EDITOR.ID, Jakarta,- Kejutan dibuat Presiden Joko Widodo saat mendapuk anak muda Nadiem Anwar Makarim menjadi Menteri Pendidikan dan Kebudayaan. Bayangkan usianya baru 35 tahun. Namun ia harus mengelola ribuan aparat sipil negara (ASN) di jajaran kementrian, mengembangkan kemajuan bagi 300 ribu sekolah dan 50 juta siswa.
Pilihan Joko Widodo tidak meleset. Sejak awal berkampanye dalam Pilpres kemarin Jokowi berulang kali meneriakkan janji bahwa jika ia memenangi Pilpres maka di pemerintahan lima tahun keduanya, ia akan memprioritaskan pembangunan Sumber Daya Manusia (SDM).
“Nah ini saatnya mengubah mindset selama ini bahwa Kementrian Pendidikan harus dipegang orang yang berlatar belakang akademisi, guru atau pendidik, itu salah besar, kini saatnya posisi Menteri diambil dari “orang luar” agar ia bisa mengubah yang ada di dalam, bukan justru mandek dalam zona nyaman tanpa kemajuan,” kata pengamat sosial, Asri Hadi, MA di Jakarta, Minggu (27/10/2019)
Pilihan Jokowi terhadap Nadiem disebut Asri Hadi sebagai out of the box Presiden Jokowi. “Sesuatu yang diluar kemampuan kita untuk membaca ide beliau,” katanya.
Pernyataan ini disampaikan Asri Hadi menanggapi “gugatan” sebagian kalangan terkait Nadiem Makarim yang tidak memiliki jejak pengalaman sektor pendidikan.
Sementara itu menanggapi pilihannya, Presiden Joko Widodo pun memberikan penjelasan alasan dirinya memilih pendiri Gojek, Nadiem Makarim, sebagai Menteri Pendidikan dan Kebudayaan saat bertemu media di Istana Kepresidenan, Jakarta, Kamis (24/10/2019).
Setidaknya ada 3 alasan Presiden Joko Widodo menjawab pertanyaan banyak pihak yang tak menyangka Nadiem Makarim akan menjadi Mendikbud dalam Kabinet Indonesia Maju.
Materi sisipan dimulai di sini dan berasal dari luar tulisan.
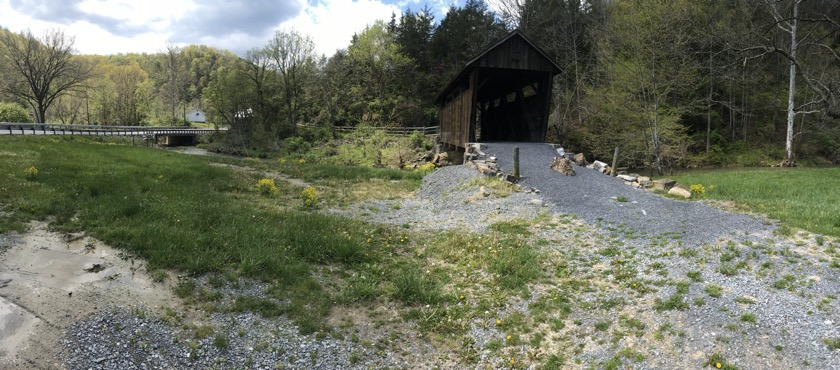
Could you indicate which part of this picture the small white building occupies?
[187,109,207,123]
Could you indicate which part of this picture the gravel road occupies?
[483,143,770,245]
[3,148,840,369]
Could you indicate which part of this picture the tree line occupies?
[0,0,840,168]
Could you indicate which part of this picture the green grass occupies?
[0,136,419,331]
[673,167,840,236]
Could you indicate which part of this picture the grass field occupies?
[0,136,840,369]
[0,136,422,330]
[673,167,840,236]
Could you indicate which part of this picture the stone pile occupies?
[574,153,691,199]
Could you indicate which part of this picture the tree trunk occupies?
[782,0,800,167]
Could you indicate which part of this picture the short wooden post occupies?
[513,146,519,181]
[610,147,621,176]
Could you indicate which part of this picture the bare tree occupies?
[266,30,315,135]
[741,0,840,166]
[0,29,93,123]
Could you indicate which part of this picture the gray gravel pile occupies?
[64,309,407,370]
[483,143,769,245]
[335,165,549,232]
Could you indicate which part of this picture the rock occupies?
[668,185,691,199]
[575,153,589,167]
[82,263,106,273]
[551,157,575,176]
[653,179,677,191]
[592,161,609,173]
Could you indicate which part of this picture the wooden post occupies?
[513,146,519,181]
[610,147,621,176]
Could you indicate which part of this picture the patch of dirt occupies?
[210,163,312,188]
[0,222,180,369]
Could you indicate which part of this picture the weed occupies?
[392,264,443,305]
[488,220,531,236]
[213,334,230,350]
[703,284,723,298]
[773,274,796,290]
[257,179,277,195]
[734,296,755,304]
[595,321,611,331]
[653,293,689,311]
[300,186,320,207]
[740,313,757,324]
[823,337,840,351]
[685,271,703,283]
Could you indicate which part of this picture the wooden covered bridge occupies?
[437,30,561,150]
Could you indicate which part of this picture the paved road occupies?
[476,143,770,245]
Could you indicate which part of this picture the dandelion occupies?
[257,179,277,195]
[23,166,38,179]
[300,186,318,207]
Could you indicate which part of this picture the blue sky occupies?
[0,0,463,56]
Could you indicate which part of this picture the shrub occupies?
[257,179,277,195]
[0,103,32,123]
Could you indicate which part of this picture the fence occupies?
[298,125,440,136]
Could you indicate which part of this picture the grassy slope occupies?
[674,168,840,236]
[0,137,837,368]
[0,137,420,330]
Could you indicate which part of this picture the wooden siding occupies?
[438,71,475,148]
[436,31,560,149]
[477,37,555,72]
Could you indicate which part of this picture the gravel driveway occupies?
[483,143,770,245]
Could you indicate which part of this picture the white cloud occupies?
[280,0,401,57]
[0,0,460,56]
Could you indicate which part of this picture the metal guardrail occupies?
[298,125,440,136]
[0,122,227,136]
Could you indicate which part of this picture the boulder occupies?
[653,179,677,191]
[668,185,691,199]
[551,157,575,176]
[575,153,589,167]
[592,161,610,173]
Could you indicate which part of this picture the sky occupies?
[0,0,464,56]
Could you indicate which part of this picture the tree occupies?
[429,0,508,79]
[347,21,412,125]
[740,0,840,166]
[0,29,93,123]
[601,0,700,175]
[265,30,315,135]
[0,102,30,122]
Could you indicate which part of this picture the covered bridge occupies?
[437,30,560,150]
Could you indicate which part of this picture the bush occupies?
[0,103,32,123]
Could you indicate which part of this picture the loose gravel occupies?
[54,149,840,369]
[483,143,771,245]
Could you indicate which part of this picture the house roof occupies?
[435,29,563,102]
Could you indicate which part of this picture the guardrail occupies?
[298,125,440,136]
[0,122,227,136]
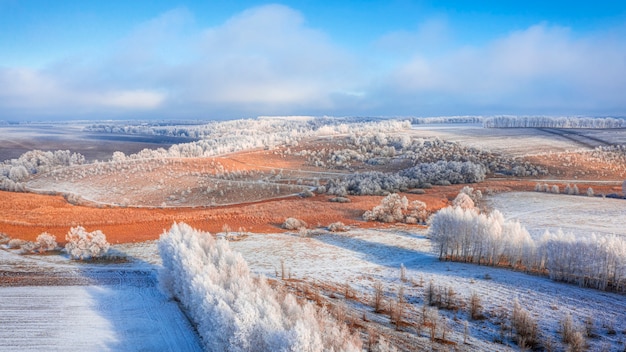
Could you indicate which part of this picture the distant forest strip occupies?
[483,116,626,128]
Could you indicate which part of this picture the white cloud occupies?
[386,24,626,114]
[0,5,626,119]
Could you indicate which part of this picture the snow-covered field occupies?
[485,192,626,237]
[0,216,626,351]
[0,246,201,351]
[411,124,581,156]
[231,230,626,351]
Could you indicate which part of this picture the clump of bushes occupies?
[65,226,110,260]
[283,218,308,230]
[328,221,350,232]
[363,193,428,224]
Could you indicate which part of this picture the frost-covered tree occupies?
[65,226,110,260]
[283,218,307,230]
[452,193,474,209]
[36,232,57,252]
[429,202,626,292]
[363,193,428,224]
[158,223,361,352]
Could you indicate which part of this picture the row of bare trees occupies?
[429,206,626,292]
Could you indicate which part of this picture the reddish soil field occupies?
[0,187,444,243]
[0,143,623,243]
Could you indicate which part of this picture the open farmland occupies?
[0,119,626,351]
[486,192,626,237]
[0,250,201,351]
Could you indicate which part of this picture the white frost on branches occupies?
[36,232,57,252]
[159,223,361,351]
[429,206,626,292]
[65,226,110,260]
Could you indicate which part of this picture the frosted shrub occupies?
[328,221,350,232]
[452,193,474,209]
[283,218,307,230]
[37,232,57,252]
[65,226,110,260]
[429,201,626,292]
[7,238,26,249]
[158,223,361,352]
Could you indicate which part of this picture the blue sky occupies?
[0,0,626,120]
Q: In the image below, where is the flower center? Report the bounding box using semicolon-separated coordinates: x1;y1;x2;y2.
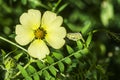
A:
34;28;46;39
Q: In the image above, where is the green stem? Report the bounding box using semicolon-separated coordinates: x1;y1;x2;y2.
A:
12;57;35;79
0;36;27;52
52;0;62;12
38;50;88;73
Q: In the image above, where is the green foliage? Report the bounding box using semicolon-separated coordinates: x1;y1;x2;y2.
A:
0;0;120;80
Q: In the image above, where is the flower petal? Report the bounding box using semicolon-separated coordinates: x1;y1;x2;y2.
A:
46;27;66;38
20;9;41;30
15;25;34;45
46;16;63;28
28;39;50;60
42;11;56;26
45;35;65;49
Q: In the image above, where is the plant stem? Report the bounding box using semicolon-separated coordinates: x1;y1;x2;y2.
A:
0;36;27;52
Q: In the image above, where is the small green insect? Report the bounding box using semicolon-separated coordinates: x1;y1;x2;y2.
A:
67;33;82;41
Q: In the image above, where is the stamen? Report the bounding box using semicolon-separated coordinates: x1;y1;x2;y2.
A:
34;28;46;39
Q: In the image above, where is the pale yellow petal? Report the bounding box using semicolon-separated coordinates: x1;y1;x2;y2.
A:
46;16;63;28
28;39;50;60
46;27;66;38
45;35;65;49
15;25;34;45
20;9;41;30
42;11;56;26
Pertama, Jokowi menilai Nadiem punya kemampuan manajerial. Meski Nadiem dinilai tak memiliki latar belakang di sektor pendidikan, namun latar belakang Nadiem mendirikan perusahaan rintisan berbasis teknologi Gojek justru menjadi modal tersendiri.
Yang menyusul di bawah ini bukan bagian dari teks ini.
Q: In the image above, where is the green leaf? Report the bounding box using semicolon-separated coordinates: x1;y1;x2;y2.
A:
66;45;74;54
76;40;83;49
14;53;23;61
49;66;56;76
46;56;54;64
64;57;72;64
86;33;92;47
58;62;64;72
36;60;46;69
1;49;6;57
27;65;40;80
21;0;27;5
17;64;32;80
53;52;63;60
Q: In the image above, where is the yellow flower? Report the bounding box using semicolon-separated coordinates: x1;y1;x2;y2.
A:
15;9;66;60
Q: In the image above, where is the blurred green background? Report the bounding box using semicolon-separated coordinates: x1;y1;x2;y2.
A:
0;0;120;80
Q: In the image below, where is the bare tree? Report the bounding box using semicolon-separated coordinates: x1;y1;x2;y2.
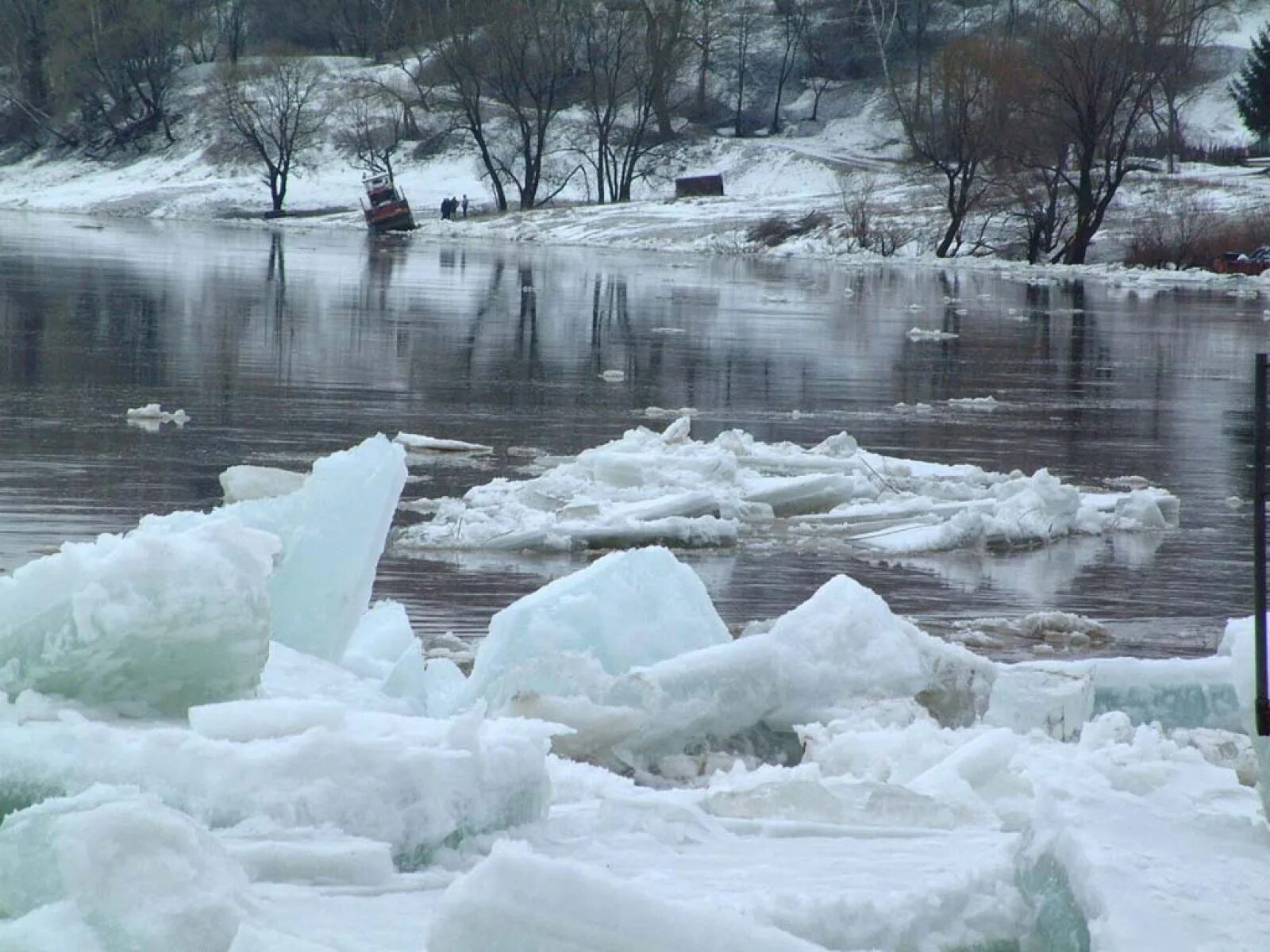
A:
728;0;758;138
692;0;722;121
629;0;691;138
400;4;506;212
891;36;1021;258
768;0;808;136
1031;0;1170;264
0;0;79;146
335;81;409;175
583;0;665;203
218;59;325;214
56;0;180;151
487;0;580;208
1152;0;1230;174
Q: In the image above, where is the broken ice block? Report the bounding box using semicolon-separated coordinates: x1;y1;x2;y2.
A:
0;518;279;715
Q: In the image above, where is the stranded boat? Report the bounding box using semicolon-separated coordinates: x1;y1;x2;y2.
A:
1213;245;1270;275
362;173;417;232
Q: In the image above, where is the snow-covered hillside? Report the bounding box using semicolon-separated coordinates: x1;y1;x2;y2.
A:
0;0;1270;271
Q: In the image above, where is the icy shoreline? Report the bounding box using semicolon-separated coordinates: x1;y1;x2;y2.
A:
0;434;1270;952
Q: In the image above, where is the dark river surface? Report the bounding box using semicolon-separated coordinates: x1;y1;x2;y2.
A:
0;214;1270;655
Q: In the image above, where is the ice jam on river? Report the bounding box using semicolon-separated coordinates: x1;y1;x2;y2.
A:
0;432;1270;952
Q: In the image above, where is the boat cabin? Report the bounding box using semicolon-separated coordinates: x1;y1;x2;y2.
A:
362;173;417;232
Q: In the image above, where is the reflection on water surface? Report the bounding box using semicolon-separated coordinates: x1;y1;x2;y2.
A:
0;216;1270;655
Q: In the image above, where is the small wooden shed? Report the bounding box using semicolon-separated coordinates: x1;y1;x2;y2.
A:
675;175;722;198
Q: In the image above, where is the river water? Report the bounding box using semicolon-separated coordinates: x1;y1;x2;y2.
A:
0;214;1270;656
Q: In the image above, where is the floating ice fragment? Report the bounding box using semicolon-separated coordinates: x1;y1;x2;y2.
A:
0;519;279;715
220;466;305;505
904;328;961;341
149;434;405;660
125;404;189;427
392;433;494;453
644;406;701;420
398;419;1177;555
0;785;248;952
471;548;732;704
949;395;1001;410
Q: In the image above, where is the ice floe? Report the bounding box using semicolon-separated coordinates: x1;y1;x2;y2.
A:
392;433;494;453
0;518;281;715
0;434;1270;952
123;404;189;430
220;465;305;505
904;328;961;341
398;417;1177;555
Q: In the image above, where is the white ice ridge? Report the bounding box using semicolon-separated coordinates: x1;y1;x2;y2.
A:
156;436;406;660
0;785;248;952
0;518;279;715
0;700;551;868
428;844;821;952
441;550;995;766
400;417;1177;555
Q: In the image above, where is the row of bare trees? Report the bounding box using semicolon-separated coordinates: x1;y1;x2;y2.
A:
866;0;1226;264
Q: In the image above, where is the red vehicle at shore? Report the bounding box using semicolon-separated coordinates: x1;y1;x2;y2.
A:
362;173;418;232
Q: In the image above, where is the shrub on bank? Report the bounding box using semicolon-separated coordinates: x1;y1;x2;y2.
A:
1126;188;1270;268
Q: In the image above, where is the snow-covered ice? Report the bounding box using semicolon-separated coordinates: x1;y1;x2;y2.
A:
904;328;961;341
154;436;405;660
392;433;494;453
398;416;1179;555
220;465;305;505
125;404;189;427
0;518;279;715
0;434;1270;952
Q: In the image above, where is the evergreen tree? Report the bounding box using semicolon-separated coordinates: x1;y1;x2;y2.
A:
1230;25;1270;140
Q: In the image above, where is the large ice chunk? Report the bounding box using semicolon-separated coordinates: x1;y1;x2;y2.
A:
495;559;995;763
341;599;419;681
428;843;821;952
402;417;1177;555
0;785;248;952
152;434;406;662
1020;713;1270;952
0;700;551;867
983;665;1094;740
471;547;732;704
0;516;279;715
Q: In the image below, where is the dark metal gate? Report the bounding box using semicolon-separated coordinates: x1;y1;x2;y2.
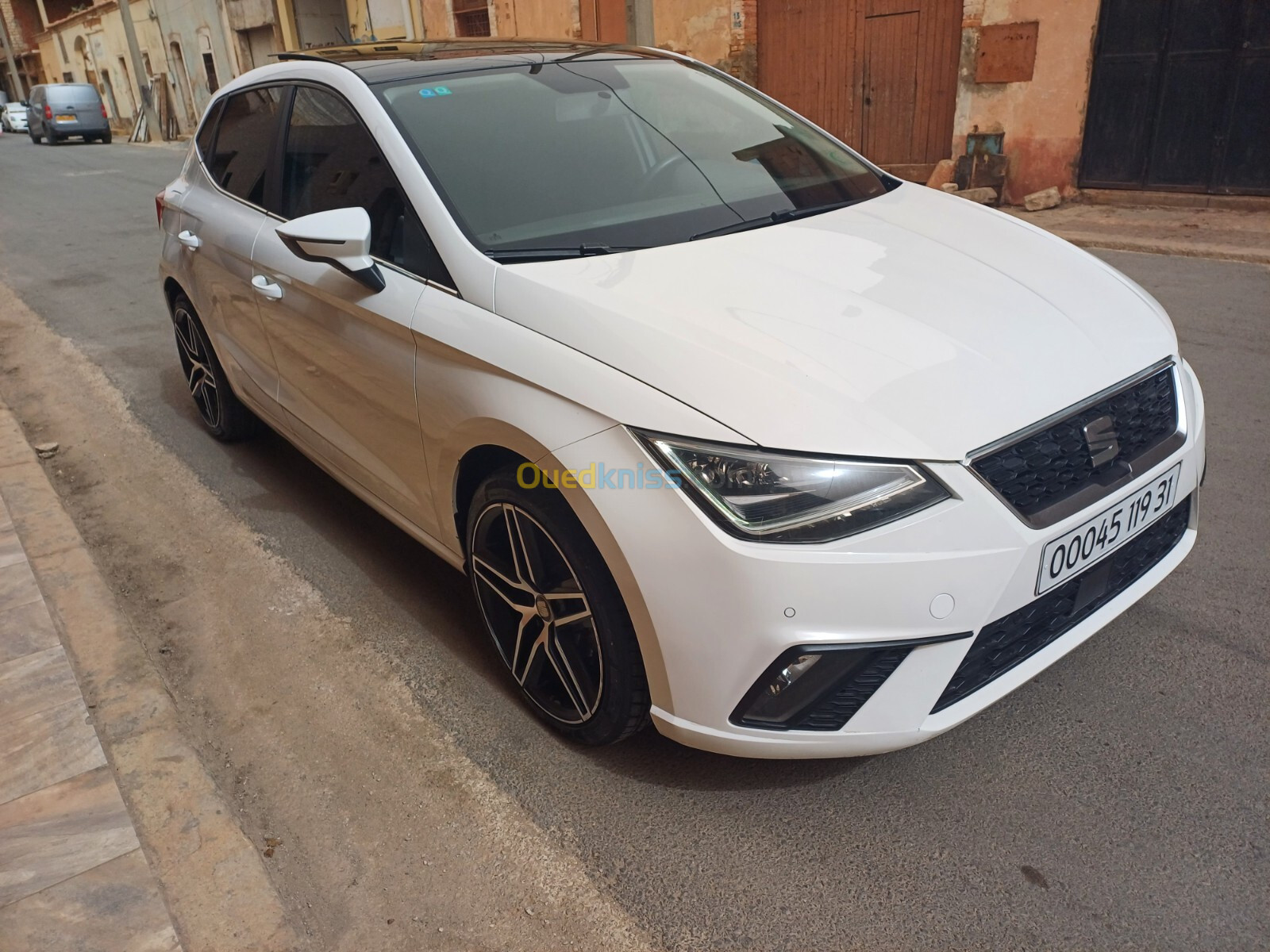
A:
1081;0;1270;194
Ia meyakini sosok Nadiem bisa menggunakan keahliannya di bidang teknologi untuk menerapkan standar pendidikan yang sama bagi 300 ribu sekolah dengan 50 juta pelajar yang tersebar di seluruh Indonesia.
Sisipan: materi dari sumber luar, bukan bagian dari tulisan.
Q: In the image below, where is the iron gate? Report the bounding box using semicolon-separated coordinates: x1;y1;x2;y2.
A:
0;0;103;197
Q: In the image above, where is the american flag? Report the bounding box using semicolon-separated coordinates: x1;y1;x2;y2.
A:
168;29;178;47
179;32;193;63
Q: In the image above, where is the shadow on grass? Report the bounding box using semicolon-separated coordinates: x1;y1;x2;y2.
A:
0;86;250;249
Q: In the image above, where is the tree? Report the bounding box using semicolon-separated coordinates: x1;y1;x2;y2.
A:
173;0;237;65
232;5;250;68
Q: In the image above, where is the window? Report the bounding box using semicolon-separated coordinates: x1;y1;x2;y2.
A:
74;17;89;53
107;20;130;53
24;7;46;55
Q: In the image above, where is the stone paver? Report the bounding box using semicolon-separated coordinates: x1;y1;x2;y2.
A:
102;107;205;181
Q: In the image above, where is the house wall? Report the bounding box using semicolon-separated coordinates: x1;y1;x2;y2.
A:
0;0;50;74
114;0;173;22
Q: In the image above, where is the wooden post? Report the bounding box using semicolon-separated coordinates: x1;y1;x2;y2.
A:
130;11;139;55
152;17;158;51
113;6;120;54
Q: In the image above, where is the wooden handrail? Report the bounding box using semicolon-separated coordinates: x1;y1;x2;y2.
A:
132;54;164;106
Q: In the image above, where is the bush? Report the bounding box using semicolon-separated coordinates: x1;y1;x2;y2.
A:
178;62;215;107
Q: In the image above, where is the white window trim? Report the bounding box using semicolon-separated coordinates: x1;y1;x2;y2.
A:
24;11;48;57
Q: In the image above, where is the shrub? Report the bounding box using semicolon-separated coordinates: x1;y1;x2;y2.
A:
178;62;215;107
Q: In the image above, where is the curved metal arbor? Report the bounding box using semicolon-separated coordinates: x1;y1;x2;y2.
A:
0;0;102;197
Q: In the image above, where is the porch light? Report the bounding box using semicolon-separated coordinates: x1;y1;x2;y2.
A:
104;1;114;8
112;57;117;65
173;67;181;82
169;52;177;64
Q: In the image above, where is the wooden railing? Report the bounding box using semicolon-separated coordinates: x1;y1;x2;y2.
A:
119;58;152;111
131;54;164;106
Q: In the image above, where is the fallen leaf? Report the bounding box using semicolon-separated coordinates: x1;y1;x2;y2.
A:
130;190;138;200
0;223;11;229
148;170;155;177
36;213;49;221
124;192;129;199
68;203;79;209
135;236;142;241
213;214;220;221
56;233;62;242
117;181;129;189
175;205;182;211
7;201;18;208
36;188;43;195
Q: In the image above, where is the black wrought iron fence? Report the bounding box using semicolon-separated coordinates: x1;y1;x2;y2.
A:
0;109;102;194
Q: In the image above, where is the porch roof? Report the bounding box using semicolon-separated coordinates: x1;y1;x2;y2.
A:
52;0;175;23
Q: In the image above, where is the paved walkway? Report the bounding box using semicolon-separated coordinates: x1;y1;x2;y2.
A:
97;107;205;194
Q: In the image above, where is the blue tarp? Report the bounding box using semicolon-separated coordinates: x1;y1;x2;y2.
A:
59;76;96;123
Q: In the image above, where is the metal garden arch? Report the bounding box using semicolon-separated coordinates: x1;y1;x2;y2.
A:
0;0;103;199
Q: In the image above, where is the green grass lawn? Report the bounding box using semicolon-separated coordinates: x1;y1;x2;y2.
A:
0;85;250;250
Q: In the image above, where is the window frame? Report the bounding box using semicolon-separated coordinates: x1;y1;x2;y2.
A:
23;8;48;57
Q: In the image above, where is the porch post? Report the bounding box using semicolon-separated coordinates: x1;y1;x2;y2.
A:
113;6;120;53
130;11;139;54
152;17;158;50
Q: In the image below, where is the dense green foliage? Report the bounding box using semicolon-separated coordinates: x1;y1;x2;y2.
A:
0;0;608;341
“Bayangkan mengelola sekolah, mengelola pelajar, manajemen guru sebanyak itu, dan dituntut oleh sebuah standar yang sama,” jelas Jokowi.
Yang kedua, lanjut Jokowi, Nadiem memiliki penguasaan teknologi.
“Kita diberi peluang setelah ada yang namanya teknologi, yang namanya aplikasi sistem yang bisa membuat loncatan. Sehingga yang dulu dirasa tidak mungkin sekarang mungkin,” ujar dia.